Let’s get one thing clear from the start: I don’t have any negative feelings about Ludo Lefebvre because he’s French, and the country of his birth is burdened with a surfeit of culture compared to the skinny offerings in Britain. I leave that sort of thing to petty xenophobes. If I have any negative feelings about Ludo at all it’s because (just between you and me) he’s a bit of a schmuck. All that shouting and bellyaching and whining. I mean really. It’s a cooking competition, not primal scream therapy.
All that said, in his two appearances on Top Chef Masters, I’ve actually found Ludo pretty entertaining. I came to his defense in Season 1 when he drew the short straw of pig’s ear for the offal cook out at Universal Studios. It tastes of bugger all, being solely about texture, and he had precious little time to cook it into anything really interesting. Having finally seen the edit of this latest show, I think he was bullied by Moonen; that the latter’s demand that he get the fish because he’s the "fish guy" was tiresome in the extreme. That said an Irish stew should have put Ludo in his comfort zone. It and the venerable daube, boeuf bourguignon, and coq au vin are all relatives. Instead he decided to treat the source dish with more than a little bit of disdain and come up with something which, while not without pleasures, had such a thick American accent I couldn’t understand a word the plate of food was saying.
That’s the thing with pub food. It is what it is. It does not want to be reinvented and re-engineered. I’m tempted to start muttering about pigs and lipstick but that takes us into dangerous political territory, so I won’t. The point is, however, that you have to understand the essentials of these very basic confections and play to their strengths. None of this is complicated food. But it can be executed well, using complicated techniques.

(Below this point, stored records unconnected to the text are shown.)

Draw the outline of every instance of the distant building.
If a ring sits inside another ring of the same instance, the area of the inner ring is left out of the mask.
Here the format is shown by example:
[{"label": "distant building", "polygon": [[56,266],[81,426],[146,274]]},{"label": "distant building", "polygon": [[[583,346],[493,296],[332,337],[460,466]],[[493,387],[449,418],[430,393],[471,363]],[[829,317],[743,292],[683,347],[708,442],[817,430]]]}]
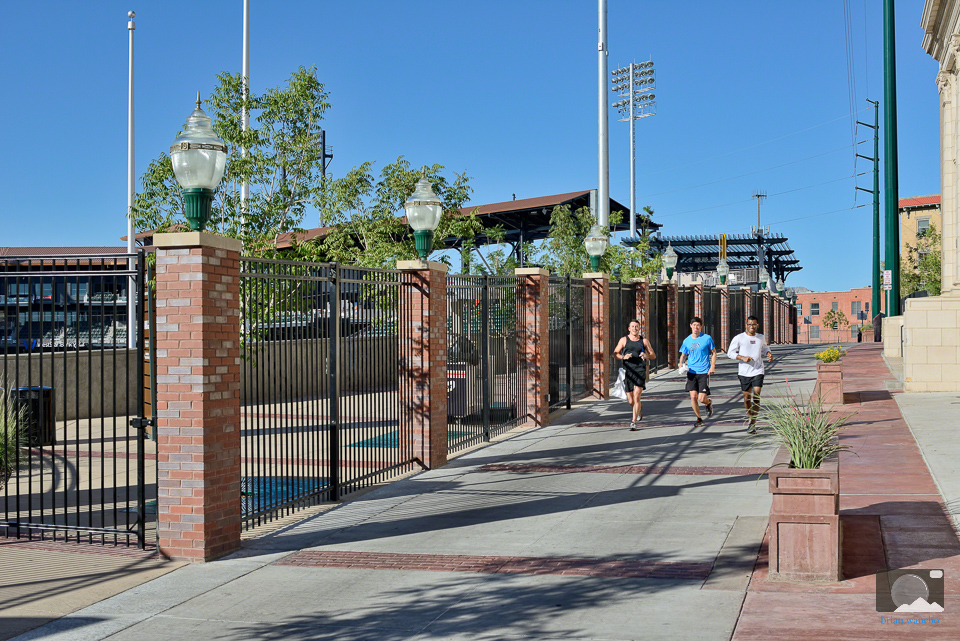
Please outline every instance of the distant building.
[{"label": "distant building", "polygon": [[[872,287],[846,292],[805,292],[797,294],[797,342],[849,343],[857,341],[857,333],[870,323],[876,312],[870,309]],[[830,310],[841,312],[846,323],[825,326],[823,317]],[[873,335],[870,339],[873,340]]]},{"label": "distant building", "polygon": [[[940,194],[900,199],[900,256],[906,258],[907,246],[916,246],[930,227],[943,232]],[[919,256],[917,257],[919,259]]]}]

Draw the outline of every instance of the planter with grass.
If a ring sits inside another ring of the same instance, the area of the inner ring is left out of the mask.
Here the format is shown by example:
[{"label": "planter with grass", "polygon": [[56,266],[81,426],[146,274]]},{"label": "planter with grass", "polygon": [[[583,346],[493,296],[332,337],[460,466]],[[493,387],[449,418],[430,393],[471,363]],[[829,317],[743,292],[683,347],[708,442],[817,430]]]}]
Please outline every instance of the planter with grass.
[{"label": "planter with grass", "polygon": [[820,397],[764,401],[760,426],[780,443],[768,477],[771,581],[836,582],[840,567],[838,432]]},{"label": "planter with grass", "polygon": [[841,369],[840,359],[846,354],[845,351],[837,347],[829,347],[819,354],[816,354],[817,361],[817,385],[814,395],[827,405],[843,404],[843,370]]}]

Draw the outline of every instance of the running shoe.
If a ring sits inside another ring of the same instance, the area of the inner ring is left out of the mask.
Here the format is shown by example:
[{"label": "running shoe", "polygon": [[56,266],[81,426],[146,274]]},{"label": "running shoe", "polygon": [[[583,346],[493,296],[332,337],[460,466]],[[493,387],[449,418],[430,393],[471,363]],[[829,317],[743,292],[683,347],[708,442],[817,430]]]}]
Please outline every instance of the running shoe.
[{"label": "running shoe", "polygon": [[695,421],[693,422],[693,426],[694,426],[694,427],[703,427],[703,419],[702,419],[702,418],[698,418],[697,420],[695,420]]},{"label": "running shoe", "polygon": [[713,401],[707,403],[707,418],[713,416]]},{"label": "running shoe", "polygon": [[637,431],[637,424],[636,424],[636,423],[633,423],[633,422],[630,423],[630,431],[631,431],[631,432],[636,432],[636,431]]},{"label": "running shoe", "polygon": [[757,424],[755,421],[750,421],[750,428],[747,430],[747,434],[756,434],[757,433]]}]

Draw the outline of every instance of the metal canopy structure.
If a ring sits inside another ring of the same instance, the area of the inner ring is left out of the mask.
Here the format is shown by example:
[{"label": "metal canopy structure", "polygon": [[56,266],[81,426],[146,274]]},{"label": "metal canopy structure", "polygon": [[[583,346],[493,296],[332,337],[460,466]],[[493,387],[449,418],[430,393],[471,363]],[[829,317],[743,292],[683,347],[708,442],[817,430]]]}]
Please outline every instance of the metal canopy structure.
[{"label": "metal canopy structure", "polygon": [[[660,236],[650,239],[651,252],[662,252],[667,244],[677,252],[677,272],[710,272],[717,269],[720,253],[719,236]],[[632,244],[626,242],[624,244]],[[779,234],[764,236],[727,236],[727,265],[731,270],[757,267],[757,257],[763,252],[764,266],[773,280],[786,279],[788,274],[803,267],[787,245],[787,237]]]},{"label": "metal canopy structure", "polygon": [[[502,226],[504,242],[517,249],[523,243],[543,240],[550,234],[550,215],[553,213],[553,208],[559,205],[569,206],[570,211],[577,211],[581,207],[589,207],[590,190],[541,196],[539,198],[508,200],[502,203],[480,205],[479,207],[463,207],[460,214],[467,216],[476,211],[477,218],[483,224],[484,229],[491,229],[498,225]],[[611,231],[628,231],[630,229],[630,221],[628,220],[630,208],[611,198],[610,211],[618,210],[624,212],[624,219],[619,224],[612,226]],[[660,229],[662,225],[646,221],[645,218],[639,218],[637,227],[640,233],[652,233]],[[480,244],[487,240],[487,236],[480,233],[474,239],[474,242]],[[460,239],[447,238],[444,240],[444,244],[447,248],[458,248]]]}]

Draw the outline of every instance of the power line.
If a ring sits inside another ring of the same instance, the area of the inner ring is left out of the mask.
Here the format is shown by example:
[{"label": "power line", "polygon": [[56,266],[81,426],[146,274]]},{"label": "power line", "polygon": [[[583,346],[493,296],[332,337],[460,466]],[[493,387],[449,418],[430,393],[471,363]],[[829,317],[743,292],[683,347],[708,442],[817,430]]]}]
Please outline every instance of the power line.
[{"label": "power line", "polygon": [[843,147],[837,147],[836,149],[831,149],[830,151],[825,151],[822,154],[816,154],[814,156],[808,156],[806,158],[801,158],[800,160],[792,160],[790,162],[783,163],[782,165],[774,165],[773,167],[767,167],[766,169],[758,169],[757,171],[751,171],[746,174],[740,174],[739,176],[731,176],[729,178],[721,178],[720,180],[713,180],[708,183],[701,183],[699,185],[694,185],[692,187],[682,187],[680,189],[671,189],[670,191],[661,191],[656,194],[648,194],[646,198],[652,198],[654,196],[663,196],[665,194],[675,194],[680,191],[687,191],[690,189],[698,189],[700,187],[709,187],[710,185],[716,185],[718,183],[727,182],[728,180],[736,180],[738,178],[746,178],[747,176],[755,176],[756,174],[762,174],[765,171],[772,171],[774,169],[780,169],[782,167],[789,167],[790,165],[795,165],[800,162],[806,162],[807,160],[813,160],[814,158],[820,158],[821,156],[826,156],[828,154],[834,154],[838,151],[843,151],[845,149],[850,149],[853,145],[844,145]]},{"label": "power line", "polygon": [[[809,216],[800,216],[800,217],[798,217],[798,218],[788,218],[788,219],[786,219],[786,220],[777,220],[777,221],[774,221],[774,222],[770,223],[770,225],[771,225],[771,226],[772,226],[772,225],[783,225],[784,223],[793,223],[793,222],[796,222],[796,221],[798,221],[798,220],[808,220],[808,219],[810,219],[810,218],[819,218],[820,216],[829,216],[830,214],[839,214],[840,212],[844,212],[844,211],[853,211],[854,209],[860,209],[861,207],[866,207],[866,205],[865,205],[865,204],[864,204],[864,205],[855,205],[855,206],[853,206],[853,207],[844,207],[843,209],[834,209],[833,211],[825,211],[825,212],[823,212],[822,214],[811,214],[811,215],[809,215]],[[747,229],[746,227],[743,227],[743,228],[740,228],[740,229],[734,229],[733,231],[746,231],[746,229]]]},{"label": "power line", "polygon": [[[869,109],[869,107],[867,107],[866,109]],[[866,111],[866,109],[861,109],[860,111]],[[857,113],[860,113],[860,112],[858,111]],[[642,175],[643,175],[643,176],[654,176],[654,175],[656,175],[656,174],[662,174],[662,173],[665,172],[665,171],[673,171],[673,170],[675,170],[675,169],[684,169],[684,168],[690,167],[690,166],[692,166],[692,165],[699,165],[700,163],[703,163],[703,162],[709,162],[709,161],[711,161],[711,160],[716,160],[717,158],[723,158],[724,156],[729,156],[729,155],[731,155],[731,154],[738,154],[738,153],[740,153],[741,151],[747,151],[747,150],[750,150],[750,149],[755,149],[755,148],[757,148],[757,147],[770,144],[771,142],[777,142],[778,140],[783,140],[784,138],[789,138],[790,136],[796,136],[796,135],[798,135],[798,134],[806,133],[806,132],[808,132],[808,131],[811,131],[811,130],[813,130],[813,129],[816,129],[817,127],[823,127],[823,126],[825,126],[825,125],[829,125],[829,124],[832,124],[832,123],[837,122],[838,120],[843,120],[843,119],[849,118],[849,117],[850,117],[850,114],[844,114],[843,116],[840,116],[839,118],[834,118],[833,120],[828,120],[828,121],[826,121],[826,122],[821,122],[821,123],[818,124],[818,125],[813,125],[813,126],[811,126],[811,127],[807,127],[806,129],[801,129],[800,131],[794,131],[793,133],[784,134],[783,136],[780,136],[780,137],[778,137],[778,138],[771,138],[770,140],[765,140],[765,141],[763,141],[763,142],[758,142],[758,143],[756,143],[756,144],[754,144],[754,145],[750,145],[749,147],[741,147],[740,149],[734,149],[733,151],[728,151],[728,152],[722,153],[722,154],[720,154],[720,155],[718,155],[718,156],[711,156],[711,157],[709,157],[709,158],[701,158],[700,160],[694,160],[693,162],[689,162],[689,163],[687,163],[687,164],[685,164],[685,165],[677,165],[676,167],[669,167],[669,168],[667,168],[667,169],[658,169],[657,171],[651,171],[651,172],[649,172],[649,173],[642,174]]]}]

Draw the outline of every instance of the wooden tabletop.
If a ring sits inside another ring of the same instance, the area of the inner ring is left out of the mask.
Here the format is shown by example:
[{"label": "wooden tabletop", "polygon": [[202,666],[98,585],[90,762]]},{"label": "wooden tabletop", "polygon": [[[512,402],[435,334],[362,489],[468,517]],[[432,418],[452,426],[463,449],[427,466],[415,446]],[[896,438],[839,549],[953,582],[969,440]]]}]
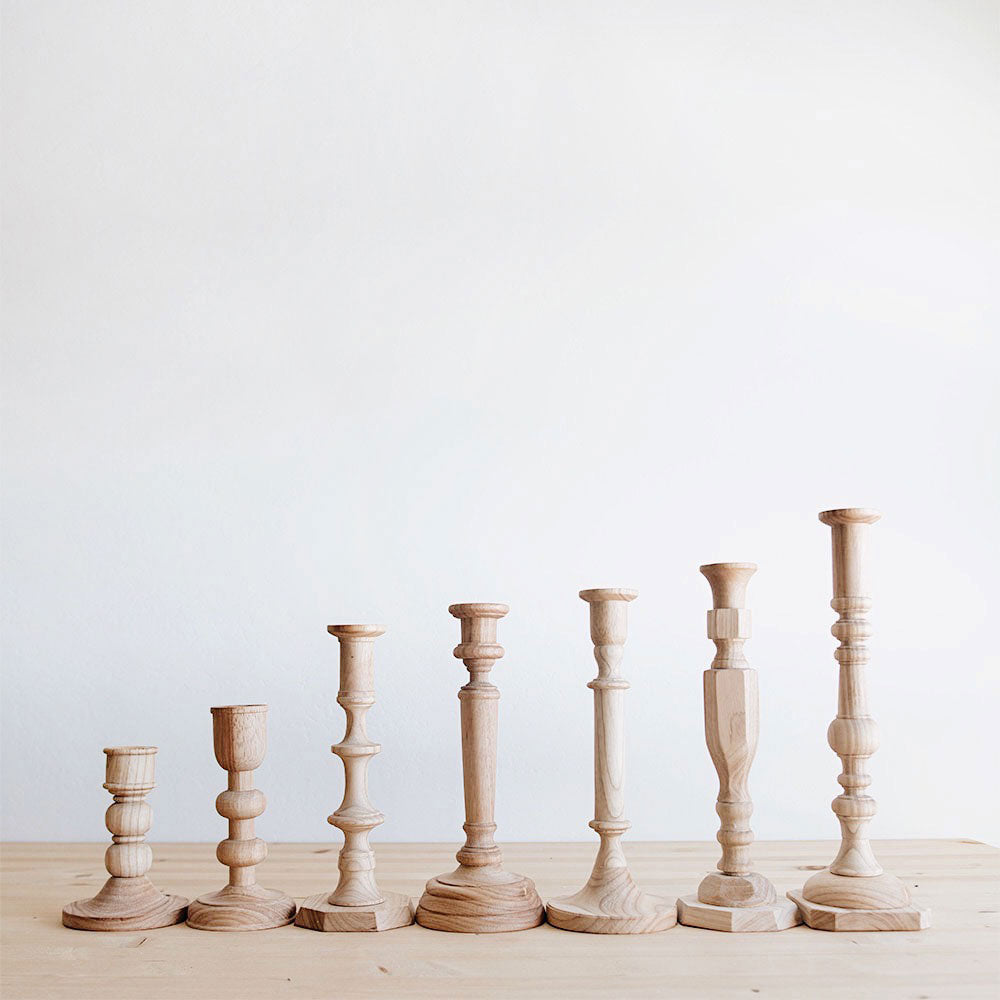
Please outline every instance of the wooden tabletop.
[{"label": "wooden tabletop", "polygon": [[[383,888],[419,896],[454,864],[457,845],[376,844]],[[184,925],[137,933],[64,928],[64,904],[104,881],[104,844],[2,848],[4,1000],[280,1000],[283,997],[893,997],[1000,996],[1000,851],[970,840],[882,841],[876,853],[922,904],[919,933],[722,934],[678,926],[611,937],[541,926],[513,934],[443,934],[412,926],[381,934],[323,934],[288,926],[209,933]],[[194,898],[225,872],[214,845],[153,844],[150,876]],[[535,879],[543,899],[586,881],[593,843],[505,844],[507,867]],[[626,843],[640,884],[693,892],[714,867],[709,843]],[[301,901],[337,882],[336,844],[273,844],[265,886]],[[758,843],[756,868],[779,891],[801,886],[835,853],[832,842]]]}]

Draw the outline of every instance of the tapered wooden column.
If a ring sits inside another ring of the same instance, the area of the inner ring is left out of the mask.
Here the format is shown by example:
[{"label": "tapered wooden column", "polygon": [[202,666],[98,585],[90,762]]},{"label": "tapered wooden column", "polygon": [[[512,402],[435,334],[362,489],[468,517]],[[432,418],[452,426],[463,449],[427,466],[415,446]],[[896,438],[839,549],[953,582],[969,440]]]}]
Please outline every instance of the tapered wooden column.
[{"label": "tapered wooden column", "polygon": [[504,871],[493,834],[496,798],[497,706],[500,692],[490,683],[503,656],[497,621],[506,604],[453,604],[462,623],[455,656],[465,663],[469,683],[459,692],[462,716],[462,774],[465,782],[465,844],[458,868],[432,878],[417,907],[417,923],[439,931],[517,931],[544,919],[542,901],[530,878]]},{"label": "tapered wooden column", "polygon": [[387,931],[413,922],[410,897],[383,892],[375,882],[375,852],[368,835],[385,821],[368,798],[368,765],[382,748],[368,738],[366,716],[375,704],[375,640],[382,625],[330,625],[340,642],[340,691],[347,732],[330,749],[344,763],[344,800],[329,822],[344,833],[331,893],[310,896],[295,923],[316,931]]},{"label": "tapered wooden column", "polygon": [[826,510],[819,519],[833,536],[833,600],[838,614],[831,631],[840,646],[837,718],[827,738],[840,757],[837,779],[843,792],[833,800],[840,820],[840,851],[829,868],[810,878],[801,892],[790,892],[810,927],[832,931],[921,930],[930,925],[930,911],[915,907],[903,883],[882,870],[868,840],[875,800],[868,794],[867,761],[878,749],[878,726],[868,711],[865,666],[871,638],[868,615],[872,601],[865,583],[868,526],[882,515],[852,507]]},{"label": "tapered wooden column", "polygon": [[188,908],[188,926],[202,931],[261,931],[291,923],[295,902],[278,889],[257,885],[257,865],[267,844],[254,834],[254,820],[267,800],[254,787],[253,772],[267,752],[267,705],[220,705],[212,709],[215,759],[229,772],[229,788],[215,809],[229,820],[229,836],[215,856],[229,868],[229,884],[199,896]]},{"label": "tapered wooden column", "polygon": [[153,810],[146,796],[155,787],[156,749],[104,748],[104,787],[114,798],[104,817],[112,840],[104,865],[111,877],[92,899],[78,899],[63,910],[62,922],[67,927],[145,931],[186,919],[188,901],[160,892],[146,875],[153,863],[153,851],[146,843]]},{"label": "tapered wooden column", "polygon": [[677,923],[670,900],[642,892],[632,879],[622,850],[625,818],[625,692],[621,675],[628,632],[628,602],[637,591],[606,587],[581,590],[590,605],[590,638],[597,677],[594,692],[594,818],[601,838],[587,884],[572,896],[549,900],[548,921],[567,931],[591,934],[650,934]]},{"label": "tapered wooden column", "polygon": [[757,671],[743,653],[750,638],[746,590],[753,563],[710,563],[701,572],[712,588],[708,637],[715,659],[703,675],[705,740],[719,775],[715,811],[722,826],[718,873],[705,876],[696,896],[677,900],[678,919],[716,931],[783,931],[801,923],[795,904],[778,899],[774,886],[751,870],[750,766],[757,754]]}]

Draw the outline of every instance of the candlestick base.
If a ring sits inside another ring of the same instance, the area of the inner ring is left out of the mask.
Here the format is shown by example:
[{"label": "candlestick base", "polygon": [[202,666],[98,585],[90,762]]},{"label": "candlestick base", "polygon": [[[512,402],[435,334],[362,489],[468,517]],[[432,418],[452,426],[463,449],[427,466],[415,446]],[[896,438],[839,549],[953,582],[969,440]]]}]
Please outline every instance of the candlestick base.
[{"label": "candlestick base", "polygon": [[790,892],[788,898],[798,906],[803,921],[818,931],[922,931],[931,925],[931,911],[912,904],[881,910],[849,910],[812,903],[801,892]]},{"label": "candlestick base", "polygon": [[296,927],[311,931],[391,931],[413,923],[413,902],[398,892],[383,892],[381,903],[367,906],[337,906],[330,894],[310,896],[299,907]]},{"label": "candlestick base", "polygon": [[914,906],[903,883],[881,875],[817,872],[799,892],[788,893],[810,926],[825,931],[919,931],[930,926],[931,911]]},{"label": "candlestick base", "polygon": [[188,927],[200,931],[265,931],[295,918],[295,901],[280,889],[227,885],[188,907]]},{"label": "candlestick base", "polygon": [[747,934],[786,931],[801,924],[802,916],[795,903],[787,899],[754,906],[714,906],[697,896],[682,896],[677,900],[677,920],[685,927]]},{"label": "candlestick base", "polygon": [[187,912],[183,896],[165,895],[145,875],[112,877],[93,898],[66,906],[62,922],[78,931],[148,931],[182,923]]},{"label": "candlestick base", "polygon": [[427,883],[416,920],[435,931],[494,934],[537,927],[545,908],[530,878],[499,865],[459,865]]},{"label": "candlestick base", "polygon": [[655,934],[677,923],[677,909],[661,896],[641,892],[627,868],[591,876],[572,896],[549,900],[548,921],[584,934]]}]

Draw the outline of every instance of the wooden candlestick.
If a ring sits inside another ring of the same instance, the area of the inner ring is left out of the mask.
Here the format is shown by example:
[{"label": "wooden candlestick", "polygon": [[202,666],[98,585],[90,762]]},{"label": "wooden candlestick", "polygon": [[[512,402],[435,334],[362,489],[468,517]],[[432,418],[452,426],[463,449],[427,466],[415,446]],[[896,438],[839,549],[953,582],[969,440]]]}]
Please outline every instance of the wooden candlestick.
[{"label": "wooden candlestick", "polygon": [[253,786],[253,772],[267,750],[267,705],[225,705],[212,709],[215,759],[229,772],[229,789],[215,800],[229,820],[229,837],[215,856],[229,868],[229,884],[199,896],[188,907],[188,925],[202,931],[260,931],[281,927],[295,916],[295,903],[277,889],[257,885],[255,869],[267,844],[254,836],[253,821],[267,800]]},{"label": "wooden candlestick", "polygon": [[80,931],[145,931],[179,924],[188,901],[167,896],[146,877],[153,851],[146,834],[153,810],[146,796],[155,788],[156,747],[105,747],[104,787],[114,797],[104,823],[112,844],[104,854],[111,876],[92,899],[78,899],[62,911],[62,922]]},{"label": "wooden candlestick", "polygon": [[459,692],[462,705],[462,774],[465,781],[465,844],[456,855],[458,868],[432,878],[417,907],[417,923],[439,931],[517,931],[544,919],[535,884],[503,869],[503,855],[493,840],[497,771],[497,702],[500,692],[489,681],[493,664],[503,656],[497,621],[506,604],[453,604],[448,611],[462,623],[455,656],[469,670]]},{"label": "wooden candlestick", "polygon": [[774,886],[751,870],[750,766],[760,726],[757,671],[747,664],[743,644],[750,638],[746,590],[757,572],[753,563],[710,563],[701,572],[712,588],[708,637],[715,659],[703,675],[705,740],[719,775],[715,811],[722,826],[719,873],[702,879],[696,896],[677,901],[678,919],[690,927],[716,931],[783,931],[802,922],[798,909],[778,899]]},{"label": "wooden candlestick", "polygon": [[566,931],[591,934],[650,934],[677,923],[673,904],[640,891],[628,870],[621,838],[631,823],[625,818],[625,692],[621,676],[628,627],[628,602],[638,592],[606,587],[581,590],[590,605],[590,638],[597,677],[594,692],[594,819],[601,845],[587,884],[572,896],[546,907],[548,921]]},{"label": "wooden candlestick", "polygon": [[388,931],[413,923],[410,897],[383,892],[375,882],[375,852],[369,833],[382,815],[368,798],[368,764],[382,747],[368,738],[365,717],[375,704],[375,640],[382,625],[330,625],[340,642],[337,701],[347,713],[344,738],[330,749],[344,763],[344,800],[328,822],[344,833],[333,892],[310,896],[295,923],[314,931]]},{"label": "wooden candlestick", "polygon": [[841,759],[843,792],[833,800],[840,820],[840,851],[829,868],[790,892],[810,927],[830,931],[916,931],[930,926],[930,911],[913,906],[903,883],[882,870],[868,840],[875,800],[865,762],[878,749],[878,726],[868,714],[865,664],[871,638],[872,601],[864,580],[868,525],[882,515],[864,508],[826,510],[819,519],[833,529],[833,600],[838,614],[831,632],[840,641],[837,718],[827,739]]}]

I felt most for Mark Peel, who really had gone for it. Was the idea of a fish based toad in the hole a good one? I have absolutely no idea because his was such a total failure; the lack of a properly hot oven and the collapse of his Yorkshire was a disaster of epic proportions. But I did admire the idea. Graham Elliot Bowles, on the other hand, was burdened by a simple problem: hating half the ingredients he pulled. Steak, he could get behind. Kidney, he disdained. Now kidneys are not simple things. Get them wrong and you will indeed be left, as James Joyce wrote in Ulysses with "the faint tang of urine’"(and yes, that was my attempt to win the most pretentious critic of the year award). Overcooked, they can be hockey puck rubbery; undercooked and it’s atrocity exhibition time. For all those complications, however, simply trying to hide the ingredient in vinaigrette was never going to be the way to go.